Abstract
MAP (MUTYH-associated polyposis) is a syndrome, described in 2002, which is associated with colorectal adenomas, with enhanced colorectal carcinogenesis. This review synthesizes the available literature on MAP and outlines its pathogenesis, association with colorectal tumorigenesis, screening, treatment, and the subtle differences between it and its close cousins—FAP and AFAP. The preponderance of data is collected using MAP guidelines. However, although AFAP and MAP appear similar, potentially important distinctions exist, warranting targeted diagnostic criteria and treatment approaches.
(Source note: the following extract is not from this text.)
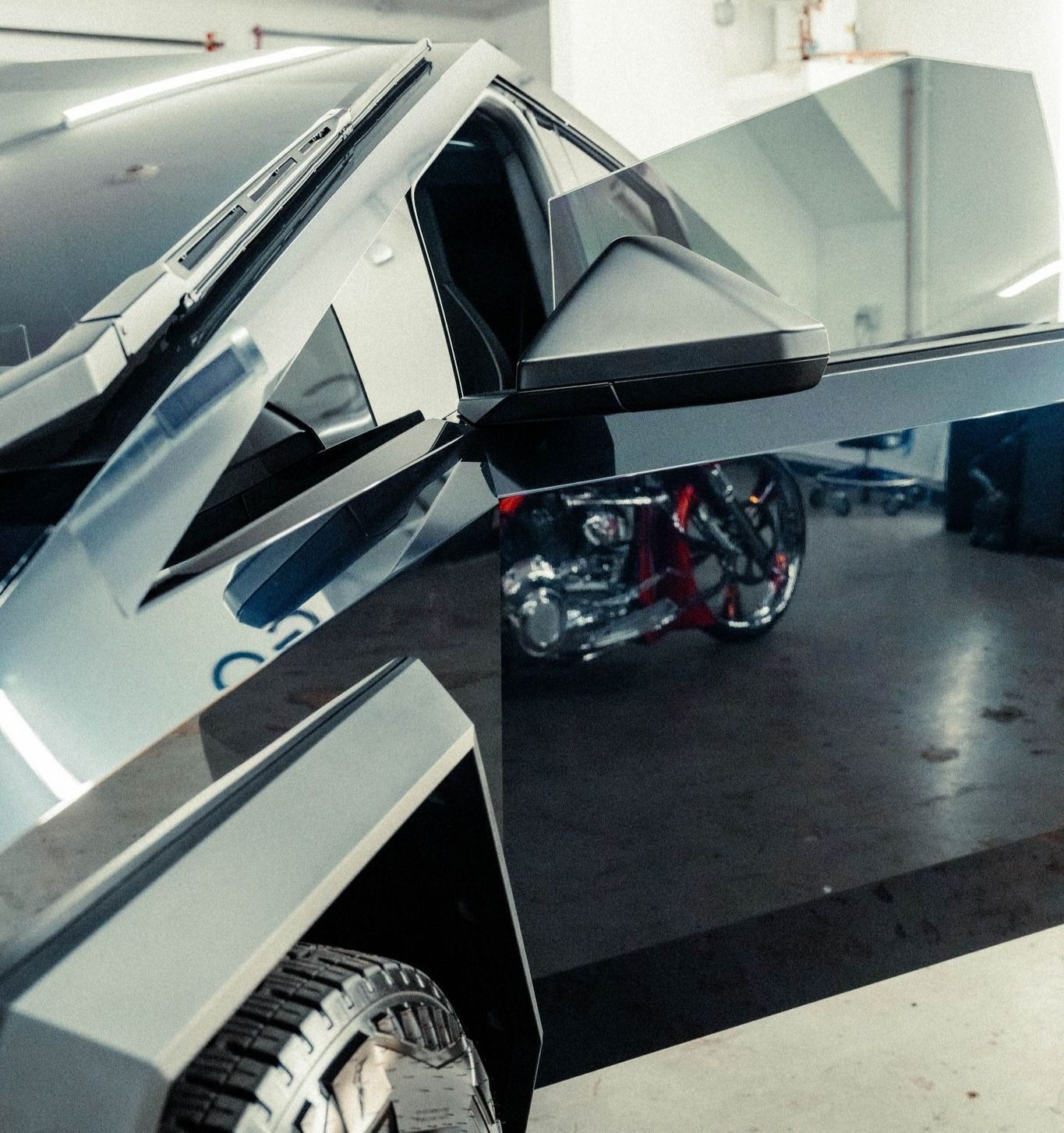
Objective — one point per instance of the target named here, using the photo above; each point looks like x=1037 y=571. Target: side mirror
x=654 y=326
We suggest that it may be prudent to screen for MAP earlier than in current clinical practice, as it has been shown that sequence variants are associated with more severe disease, presenting with an earlier onset of colorectal cancer. Finally, we issue a call-to-action for much-needed further data to establish clear clinical and diagnostic criteria.
1. Introduction
Familial adenomatous polyposis (FAP) is an inherited disorder, which represents one of the most common gastrointestinal polyposis syndromes associated with colorectal tumorigenesis [1, 2]. A phenotypically milder and less understood form of FAP, attenuated familial adenomatous polyposis (AFAP), is associated with fewer adenomas and a later onset of colorectal cancer [1–3]. Both FAP and AFAP are associated with inherited mutations to the adenomatous polyposis coli (APC) gene [1–3]. Until 2002, a second gene, MUTYH, has been found in patients that present similar phenotypes, particularly to AFAP, in which no APC gene mutation was identified [2, 3]. Investigation revealed that this gene is involved in DNA base excision repair, and biallelic mutations of the MUTYH gene is related to the development of multiple adenomas, a syndrome known as MUTYH-associated polyposis or MAP [2, 3]. Formerly, MAP was diagnosed based on the presence of 20–99 adenomatous polyps; however, it has been discovered that these patients can present with sessile-serrated adenomas, hyperplastic polyps, and mixed polyps [3]. Unfortunately, many patients do not get diagnosed until they have already developed CRC.
2. Methods
2.1. Data Sources and Searches
We searched Ovid MEDLINE and PubMed databases to identify relevant articles indexed from 2002 to 2017. The search was conducted between February 1, 2017 and April 1, 2017, looking for publications that concern MYH, hMYH, MutY homolog, or MUTYH. Additional relevant articles from the reference lists of relevant studies were also used.
2.2. Study Selection
Eligible articles were published in English. Studies indexed prior to the discovery of MAP in 2002 were excluded. Individual case reports and case series were excluded. Given the relatively small number of studies published in this area, no further exclusion criteria were imposed.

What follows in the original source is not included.